Data Begat [begets] Data


I wrote a piece earlier this year "Hyperactive" about Vannevar Bush and information overload. My conclusion was that little had changed in terms of such overloading in the eighty years between his article "As We May Think" of 1945 and the present day. With each subsequent development iteration in data handling and processing, either incrementally or through radical leaps of technological progress, the quantity of data to be handled, processed and filed increases concurrently: an inversion of Parkinson's Law and an extension of Moore's Law alike. At the heart of the phenomenon though, is an incontrovertible human truth: an obsession with progress and growth for their own sake, which overrides the fundamental needs that they appear to satisfy.

Human beings are inquisitive, socially-connected entities that love and actively seek to find connections, patterns and logic in the overall gestalt soup of our existence: in making sense of our sensory overload, we create more and more data in the process of trying to understand it all. As we develop tools in order to ease the processing of our self-created data-stew, we, in so doing, create more data to add to the pot, necessitating that we develop more powerful and sophisticated tools to further assist us in our quest for understanding. There is no such thing as complete understanding - at least in the human realm - except by reduction. The old adage of "The grass is always greener on the other side of the fence..." holds true even here in the realm of data science: how much further down the road to understanding who, what and why we are; are we?

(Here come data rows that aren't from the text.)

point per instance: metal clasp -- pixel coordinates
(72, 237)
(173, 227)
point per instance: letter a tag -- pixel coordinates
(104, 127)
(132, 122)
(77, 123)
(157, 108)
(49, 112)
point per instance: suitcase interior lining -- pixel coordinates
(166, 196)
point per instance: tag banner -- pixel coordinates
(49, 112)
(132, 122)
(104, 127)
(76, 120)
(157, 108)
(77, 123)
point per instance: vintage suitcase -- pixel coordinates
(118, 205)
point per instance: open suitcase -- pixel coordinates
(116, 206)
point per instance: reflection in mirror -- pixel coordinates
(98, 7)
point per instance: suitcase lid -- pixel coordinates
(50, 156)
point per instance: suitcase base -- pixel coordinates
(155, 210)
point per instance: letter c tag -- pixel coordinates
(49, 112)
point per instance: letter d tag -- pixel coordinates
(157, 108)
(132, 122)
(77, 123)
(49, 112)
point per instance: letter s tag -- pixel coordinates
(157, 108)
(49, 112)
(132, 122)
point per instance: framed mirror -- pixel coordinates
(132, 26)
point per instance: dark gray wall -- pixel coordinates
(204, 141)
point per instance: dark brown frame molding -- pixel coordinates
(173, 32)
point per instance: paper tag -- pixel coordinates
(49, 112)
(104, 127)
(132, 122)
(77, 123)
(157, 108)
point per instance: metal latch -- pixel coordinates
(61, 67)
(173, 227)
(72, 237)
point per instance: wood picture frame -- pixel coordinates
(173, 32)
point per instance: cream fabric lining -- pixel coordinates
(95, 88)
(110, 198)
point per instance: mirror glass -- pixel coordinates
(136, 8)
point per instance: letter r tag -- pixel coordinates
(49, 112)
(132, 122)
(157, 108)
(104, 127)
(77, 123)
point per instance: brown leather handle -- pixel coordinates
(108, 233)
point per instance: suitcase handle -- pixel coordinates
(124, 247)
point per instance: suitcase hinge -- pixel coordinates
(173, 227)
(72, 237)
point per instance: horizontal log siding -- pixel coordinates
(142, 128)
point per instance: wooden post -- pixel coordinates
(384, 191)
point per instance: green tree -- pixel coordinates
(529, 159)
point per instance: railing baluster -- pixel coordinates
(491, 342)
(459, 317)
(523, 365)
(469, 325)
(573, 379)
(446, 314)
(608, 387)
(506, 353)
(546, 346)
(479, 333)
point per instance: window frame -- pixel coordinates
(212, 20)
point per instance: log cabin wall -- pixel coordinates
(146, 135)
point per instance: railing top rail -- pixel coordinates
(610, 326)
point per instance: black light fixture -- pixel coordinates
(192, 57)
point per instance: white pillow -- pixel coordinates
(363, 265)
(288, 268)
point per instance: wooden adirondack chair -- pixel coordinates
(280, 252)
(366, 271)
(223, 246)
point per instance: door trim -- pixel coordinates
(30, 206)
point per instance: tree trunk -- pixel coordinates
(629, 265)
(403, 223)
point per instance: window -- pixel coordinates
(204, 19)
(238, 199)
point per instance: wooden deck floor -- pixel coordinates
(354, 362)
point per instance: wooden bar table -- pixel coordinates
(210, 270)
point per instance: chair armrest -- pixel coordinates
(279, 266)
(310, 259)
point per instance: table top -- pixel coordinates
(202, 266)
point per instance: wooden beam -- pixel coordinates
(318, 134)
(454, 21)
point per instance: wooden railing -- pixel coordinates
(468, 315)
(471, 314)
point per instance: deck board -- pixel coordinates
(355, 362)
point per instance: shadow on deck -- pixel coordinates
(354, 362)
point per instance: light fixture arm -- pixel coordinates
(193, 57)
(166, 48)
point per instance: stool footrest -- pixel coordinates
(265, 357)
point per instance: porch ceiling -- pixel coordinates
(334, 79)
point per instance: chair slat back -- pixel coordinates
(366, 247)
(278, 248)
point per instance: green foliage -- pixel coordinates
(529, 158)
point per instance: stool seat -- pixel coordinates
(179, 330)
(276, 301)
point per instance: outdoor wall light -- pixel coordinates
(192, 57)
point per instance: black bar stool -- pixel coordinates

The same situation will obtain with the increasing use of AI. Forget the demons of machine domination and human subservience to some deus ex machina created by the lizard Gods of tech. The reality will be far more mundane. AI will simply be the next iteration - albeit a revolutionary one in terms of speed of uptake and deployment - in our long saga of data generation. If it is to be of any practical future use at all, it will have to guide as to where all this information is going to reside and how we actually apply it to good purpose in solving some of the more pressing, fundamental issues that face us as a species, such as climate change, famine and waste. A good example is the last link [waste], that was generated by Google AI, linking to a waste management company called WM. Unreal.

These are the big questions that we have always faced, and despite our continuing ingenuity in finding temporary solutions to immediate problems, these truly existential issues somehow always seem to get swept under the metaphorical carpet for another day and another generation to deal with. Our prevarication, favouring novelty and immediacy over the rather more prosaic and pragmatic needs to ensure our species' continuity, is a reflection of our biology, of who we are: dopamine trumps everything, and bigger, better, stronger beats stasis, continuity, and stability in the ceaseless competition for our attention. Bigger data, better data, stronger data. It doesn't seem to matter to what ultimate end  - except maybe to the cult of Mammon - we put all this stuff: we just have a need for more and more of it, despite the ultimate cost... 

Comments

  1. "waste management company called WM" all too REAL mate.
    Principlse mate are what we should use to guide us!